Ciencia Nacional

Vanguardista y progresista la nueva constitución de la CDMX

Omar Páramo/ Edición: Francisco Medina
La Asamblea Constituyente sólo ha aprobado una tercera parte de los 71 artículos que la conformarán

A dos semanas de la fecha límite para aprobar la Constitución Política de la Ciudad de México, la Asamblea Constituyente sólo ha aprobado una tercera parte de los 71 artículos que la conformarán y muchos de sus integrantes ya adelantaron que no tendrán el proyecto listo en el lapso esperado, aunque también hay quienes aseguran que concluirán el trabajo a como dé lugar.

Para Imer Benjamín Flores Mendoza, profesor del Instituto de Investigaciones Jurídicas (IIJ) de la UNAM, a fin de tener un documento que responda a las expectativas de la gente es preciso no acelerar los procesos, pues querer concluir todo el 31 de enero considerando el avance actual, responde más a un interés mediático que a la voluntad de presentar un texto con calidad.

“Esta exigencia calendárica es para promulgarlo el 5 de febrero, en el centenario de la Constitución de 1917. De lograrlo, la ceremonia encabezada por el titular del Ejecutivo justo ese día ya no acapararía todos los reflectores, pues parte se iría con el jefe de Gobierno capitalino y, a casi seis meses de que empiecen oficialmente las campañas presidenciales, lo posicionarían en dicha carrera”, refirió

Desafortunadamente, es frecuente este vicio político de impulsar grandes empresas a fin de que ciertos personajes salgan en la foto y soslayar lo esencial, en este caso lo que aportaría una constitución bien elaborada a la Ciudad de México, advirtió el académico.

“Si la Asamblea Constituyente nos explicara que necesita cuatro meses más para llevar a cabo sus labores no habría problema. Sabemos que prolongar el proceso tiene un peso mediático porque la promulgación estaría muy cerca de las elecciones federales de 2018, pero querer ponerle punto final lo más pronto posible y concluir todo el trabajo en apenas 15 días es arriesgadamente precipitado”, agregó.

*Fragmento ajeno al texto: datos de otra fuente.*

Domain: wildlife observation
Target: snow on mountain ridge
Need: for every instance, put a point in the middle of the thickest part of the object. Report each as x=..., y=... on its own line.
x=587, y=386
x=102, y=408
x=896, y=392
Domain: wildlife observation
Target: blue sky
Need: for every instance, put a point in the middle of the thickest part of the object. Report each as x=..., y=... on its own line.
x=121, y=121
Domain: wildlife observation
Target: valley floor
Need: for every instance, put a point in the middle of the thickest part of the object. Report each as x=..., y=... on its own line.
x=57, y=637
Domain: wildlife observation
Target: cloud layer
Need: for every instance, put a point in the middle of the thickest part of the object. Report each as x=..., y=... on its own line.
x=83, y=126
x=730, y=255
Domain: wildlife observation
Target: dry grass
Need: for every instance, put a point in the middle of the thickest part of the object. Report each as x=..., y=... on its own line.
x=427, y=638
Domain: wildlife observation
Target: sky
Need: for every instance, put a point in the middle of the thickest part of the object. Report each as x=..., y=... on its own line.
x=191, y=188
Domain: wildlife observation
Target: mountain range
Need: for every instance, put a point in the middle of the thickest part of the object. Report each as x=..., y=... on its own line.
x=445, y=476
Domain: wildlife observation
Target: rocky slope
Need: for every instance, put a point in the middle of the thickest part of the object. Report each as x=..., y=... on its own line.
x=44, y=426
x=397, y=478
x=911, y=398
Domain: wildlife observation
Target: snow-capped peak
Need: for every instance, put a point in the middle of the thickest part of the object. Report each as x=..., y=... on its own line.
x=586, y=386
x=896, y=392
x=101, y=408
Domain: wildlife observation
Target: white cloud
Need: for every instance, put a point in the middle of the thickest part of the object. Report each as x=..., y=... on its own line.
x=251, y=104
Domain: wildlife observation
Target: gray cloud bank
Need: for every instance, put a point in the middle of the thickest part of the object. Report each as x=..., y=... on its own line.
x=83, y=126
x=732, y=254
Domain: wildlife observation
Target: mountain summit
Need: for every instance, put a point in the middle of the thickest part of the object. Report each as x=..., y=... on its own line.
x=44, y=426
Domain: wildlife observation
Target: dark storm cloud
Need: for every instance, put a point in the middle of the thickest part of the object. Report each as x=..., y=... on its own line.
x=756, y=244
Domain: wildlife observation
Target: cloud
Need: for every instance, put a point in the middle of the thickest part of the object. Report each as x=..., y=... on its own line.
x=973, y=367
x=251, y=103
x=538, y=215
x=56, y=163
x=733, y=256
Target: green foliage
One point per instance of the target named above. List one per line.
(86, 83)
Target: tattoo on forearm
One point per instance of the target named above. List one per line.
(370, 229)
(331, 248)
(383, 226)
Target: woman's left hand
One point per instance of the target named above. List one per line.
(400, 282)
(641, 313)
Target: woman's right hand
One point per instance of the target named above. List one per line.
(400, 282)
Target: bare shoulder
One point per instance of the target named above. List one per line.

La Constitución de la CDMX, una demanda histórica

Concretar una carta magna para la Ciudad de México es de gran relevancia pues se trata de una demanda histórica. Aunque ésta ya tenía un estatuto de gobierno, sus habitantes pedían una constitución que regulara la vida política, subrayó Flores Mendoza.

“Sin embargo, esto planteaba un dilema: ¿cómo elaborarla? Para ello podríamos llamar a un grupo de expertos que redacten el texto o convocar a un congreso constituyente”, dijo.

A final, las autoridades optaron por la última estrategia, pero de forma desaseada, porque además de repartir 60 escaños bajo el principio de representación proporcional (por elección ciudadana), reservaron 40 lugares que fueron asignados por el presidente Enrique Peña Nieto, el jefe de Gobierno Miguel Ángel Mancera y las cámaras de diputados y senadores, lo que hizo que el PRI o el PAN quedaran sobrerrepresentados en una urbe donde la mayoría de los votantes simpatizan con el PRD o Morena.

“La CDMX se ha caracterizado por abanderar causas progresistas como el matrimonio igualitario o la interrupción legal del embarazo, por lo que era lógico que su constitución contemplara dichos aspectos; no obstante, debido a su presencia artificialmente robustecida, partidos como el tricolor o Acción Nacional han intentado frenar estas avanzadas”, refirió Flores Mendoza.

Para Mendoza Flores, en la integración de la Asamblea Constituyente se aprecia un interés por no dar luz verde a esta agenda de vanguardia, o al menos no con tanta rapidez, y para ello se pusieron frenos y contrapesos. “Quizá es sano que haya cierto límite y que no todo pase a la primera”, añadió.

Sobre esta experiencia, el académico señaló que es una oportunidad para reflexionar, pues no se reduce a sólo cambiar el nombre de estatuto por el de Constitución o de generar un texto parecido al de otras entidades federativas, sino implica un cambio de actitud respecto a lo que se debe incluir en un documento de estas características y qué no.